Space-maker is on my work bio now. It's going on my next round of business cards (which I weirdly go through a lot of in this job).

I really love this description. It's futuristic and a little silly and it captures my best intentions, which is to say it reminds me of what I'm really doing when I get caught up in ego or politics or the drive to micromanage.

In my mind being a space-maker means my primarily job is to create space (and contexts) for others to fill. The primary space-making is the actual makerspace, a space that is meant to be safe, supportive, experiential, and user- and passion-driven. Technology needs to be beginner-friendly, not dangerous or requiring extensive training. Anyone in our community needs to be able to walk in and use things. There can't be costs or barriers. Supplies need to be provided. Mistakes and breaking things seen as a natural part of the space, a positive to be shared and fixed together.

Space doesn't mean a vacuum. A vacuum only works for those with the power to fill it. Creating space means making contexts: culture, physical space, infrastructure, a code of conduct, processes, etc. that support as many different people as possible taking up space (and that also means inviting in and making a lot of space for those who typically don't take up space in these spaces — a much bigger topic).

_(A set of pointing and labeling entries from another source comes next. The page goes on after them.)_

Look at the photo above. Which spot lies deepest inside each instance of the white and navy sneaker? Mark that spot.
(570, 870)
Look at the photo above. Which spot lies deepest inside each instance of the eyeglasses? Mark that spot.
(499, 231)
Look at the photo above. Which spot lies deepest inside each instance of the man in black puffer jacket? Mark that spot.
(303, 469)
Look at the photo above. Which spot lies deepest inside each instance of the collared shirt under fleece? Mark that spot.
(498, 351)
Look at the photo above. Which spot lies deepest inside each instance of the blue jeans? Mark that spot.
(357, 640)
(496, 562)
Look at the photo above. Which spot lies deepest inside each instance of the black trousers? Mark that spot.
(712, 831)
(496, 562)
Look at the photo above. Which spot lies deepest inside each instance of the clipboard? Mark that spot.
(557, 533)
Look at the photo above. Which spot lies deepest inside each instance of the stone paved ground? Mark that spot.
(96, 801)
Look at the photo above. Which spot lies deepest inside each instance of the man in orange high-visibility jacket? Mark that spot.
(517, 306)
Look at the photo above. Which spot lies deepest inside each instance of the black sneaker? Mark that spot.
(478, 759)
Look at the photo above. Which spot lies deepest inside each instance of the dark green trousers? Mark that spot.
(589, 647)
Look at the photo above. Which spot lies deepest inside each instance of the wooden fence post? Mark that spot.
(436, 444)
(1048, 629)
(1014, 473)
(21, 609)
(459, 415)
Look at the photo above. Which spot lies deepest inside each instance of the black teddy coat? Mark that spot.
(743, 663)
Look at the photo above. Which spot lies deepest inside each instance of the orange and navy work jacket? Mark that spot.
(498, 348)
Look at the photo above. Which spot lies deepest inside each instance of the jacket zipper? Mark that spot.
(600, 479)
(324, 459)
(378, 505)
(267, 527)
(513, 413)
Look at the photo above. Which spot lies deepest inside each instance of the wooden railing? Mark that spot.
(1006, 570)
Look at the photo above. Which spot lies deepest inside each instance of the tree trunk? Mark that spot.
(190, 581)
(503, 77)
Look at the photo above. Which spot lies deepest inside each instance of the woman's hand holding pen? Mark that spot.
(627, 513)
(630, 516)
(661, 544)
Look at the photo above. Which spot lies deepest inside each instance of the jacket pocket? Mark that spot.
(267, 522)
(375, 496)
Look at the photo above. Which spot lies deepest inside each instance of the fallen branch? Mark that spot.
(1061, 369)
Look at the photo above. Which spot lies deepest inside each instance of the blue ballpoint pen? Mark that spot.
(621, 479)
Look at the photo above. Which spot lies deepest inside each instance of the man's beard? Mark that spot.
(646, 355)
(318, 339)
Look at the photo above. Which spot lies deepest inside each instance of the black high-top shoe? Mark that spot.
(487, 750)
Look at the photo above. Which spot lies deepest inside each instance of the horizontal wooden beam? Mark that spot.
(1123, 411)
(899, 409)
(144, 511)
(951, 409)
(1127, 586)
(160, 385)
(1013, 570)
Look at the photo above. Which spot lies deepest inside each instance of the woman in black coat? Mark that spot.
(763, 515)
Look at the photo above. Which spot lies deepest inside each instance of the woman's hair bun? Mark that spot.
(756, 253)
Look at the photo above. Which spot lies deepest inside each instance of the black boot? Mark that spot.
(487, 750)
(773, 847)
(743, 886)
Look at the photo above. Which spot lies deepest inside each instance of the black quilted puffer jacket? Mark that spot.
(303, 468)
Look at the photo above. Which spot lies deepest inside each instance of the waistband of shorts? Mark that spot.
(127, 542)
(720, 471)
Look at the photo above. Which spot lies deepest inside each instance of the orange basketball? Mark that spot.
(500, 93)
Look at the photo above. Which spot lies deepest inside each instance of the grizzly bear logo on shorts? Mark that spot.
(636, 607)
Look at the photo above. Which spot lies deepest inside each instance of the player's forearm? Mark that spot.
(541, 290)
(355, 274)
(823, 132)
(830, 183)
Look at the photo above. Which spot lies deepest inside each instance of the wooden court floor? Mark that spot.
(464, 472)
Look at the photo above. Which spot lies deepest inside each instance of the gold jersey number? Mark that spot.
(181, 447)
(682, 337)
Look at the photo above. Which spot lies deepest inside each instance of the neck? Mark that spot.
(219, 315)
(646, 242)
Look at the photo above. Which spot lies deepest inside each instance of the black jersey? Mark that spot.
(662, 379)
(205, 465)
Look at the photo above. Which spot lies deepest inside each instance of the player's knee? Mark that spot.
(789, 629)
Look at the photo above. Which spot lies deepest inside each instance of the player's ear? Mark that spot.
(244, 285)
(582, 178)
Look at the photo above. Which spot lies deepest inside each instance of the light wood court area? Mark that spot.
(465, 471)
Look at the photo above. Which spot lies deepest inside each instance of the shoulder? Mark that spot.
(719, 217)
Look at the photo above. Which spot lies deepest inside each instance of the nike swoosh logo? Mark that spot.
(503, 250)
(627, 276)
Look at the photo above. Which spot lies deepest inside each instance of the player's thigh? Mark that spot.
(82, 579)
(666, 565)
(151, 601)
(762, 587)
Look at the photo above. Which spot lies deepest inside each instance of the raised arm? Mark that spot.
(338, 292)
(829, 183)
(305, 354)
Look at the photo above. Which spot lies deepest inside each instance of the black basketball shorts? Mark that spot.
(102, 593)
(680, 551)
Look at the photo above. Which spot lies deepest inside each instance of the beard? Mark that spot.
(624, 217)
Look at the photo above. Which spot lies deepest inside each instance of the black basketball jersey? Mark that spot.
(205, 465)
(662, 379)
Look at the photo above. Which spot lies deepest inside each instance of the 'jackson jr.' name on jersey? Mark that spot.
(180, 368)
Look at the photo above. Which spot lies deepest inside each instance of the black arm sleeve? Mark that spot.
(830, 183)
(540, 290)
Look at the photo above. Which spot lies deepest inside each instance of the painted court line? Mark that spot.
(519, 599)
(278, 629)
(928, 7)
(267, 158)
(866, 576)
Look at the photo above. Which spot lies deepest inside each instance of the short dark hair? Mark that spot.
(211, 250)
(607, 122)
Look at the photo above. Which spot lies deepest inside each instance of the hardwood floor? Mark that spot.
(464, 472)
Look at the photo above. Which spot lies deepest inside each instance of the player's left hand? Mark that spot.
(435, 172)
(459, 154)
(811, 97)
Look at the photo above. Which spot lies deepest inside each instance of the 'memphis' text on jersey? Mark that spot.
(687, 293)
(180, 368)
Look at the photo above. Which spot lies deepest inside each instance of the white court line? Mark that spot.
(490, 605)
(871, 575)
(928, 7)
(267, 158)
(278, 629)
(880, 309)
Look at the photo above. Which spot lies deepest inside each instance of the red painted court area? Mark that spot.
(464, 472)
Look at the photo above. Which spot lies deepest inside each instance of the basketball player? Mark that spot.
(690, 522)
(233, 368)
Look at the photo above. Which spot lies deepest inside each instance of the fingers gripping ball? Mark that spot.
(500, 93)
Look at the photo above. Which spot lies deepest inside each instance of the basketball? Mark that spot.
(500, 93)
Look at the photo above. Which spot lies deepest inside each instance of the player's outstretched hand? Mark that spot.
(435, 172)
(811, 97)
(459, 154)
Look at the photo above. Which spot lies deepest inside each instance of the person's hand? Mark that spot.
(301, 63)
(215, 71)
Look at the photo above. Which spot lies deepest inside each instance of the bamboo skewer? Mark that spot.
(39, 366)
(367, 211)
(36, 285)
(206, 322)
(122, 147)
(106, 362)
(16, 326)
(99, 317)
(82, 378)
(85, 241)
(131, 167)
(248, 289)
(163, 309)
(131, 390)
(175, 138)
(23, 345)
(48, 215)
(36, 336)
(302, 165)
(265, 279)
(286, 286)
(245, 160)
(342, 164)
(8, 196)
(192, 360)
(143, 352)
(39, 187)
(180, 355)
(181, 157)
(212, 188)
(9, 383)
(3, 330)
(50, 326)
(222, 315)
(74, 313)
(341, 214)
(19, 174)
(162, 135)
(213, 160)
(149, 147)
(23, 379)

A little example is that we mostly don't do curriculum in the space, and when we do, we don't want curriculum that defines what students do in the space; rather, faculty who want to have their students use the space need to provide assignments that allow for student choice about modality and method, as well as an off-ramp for students who just don't want to be in the space as all. We need a culture and policy that helps those faculty make space for their students in that particular way.

The second space is how we operate and evolve. I've always wanted the space to run as experimentally as we ask people to use the space. We want to say yes to ideas as much as possible. When students say they want a keyboard and an interface in the podcasting room so they can make music, or that they want some software installed on the computers we want to say yes unless there is a good reason to say no.

A third space that I think about a lot about how this applies to how I support the staff and student workers I oversee. Here, making space means giving people real, meaningful, impactful work to do and the space to define how to do it, even if that is different from how I would have done it. Part of this is from the influence of the book Emergent Strategy by adrienne maree brown and partly from my own hatred of micromanagement. Over and over I've been overwhelmed by staff and students who have done things I would have never thought to do, better than I could have done it.

A last thought about stepping back. One thing that I constantly notice is small groups of people in the space working on something interesting together. A lot is often happening here: people are making friends, sharing ideas, asking questions, working with staff and our student employees. Sometimes I go over and see what is happening, but increasingly if the micro-culture appears to be good I say “this isn't for me” and happily walk into my office. Spaces often aren't meant for me, and if I interfere I will change them, often for the worse.

Again, these posts aren't meant to be fully thought out articles. They are meant to capture my current thinking and help me move towards the work I will need to do in the next couple years and we continue to learn and evolve and eventually produce fully thought out articles.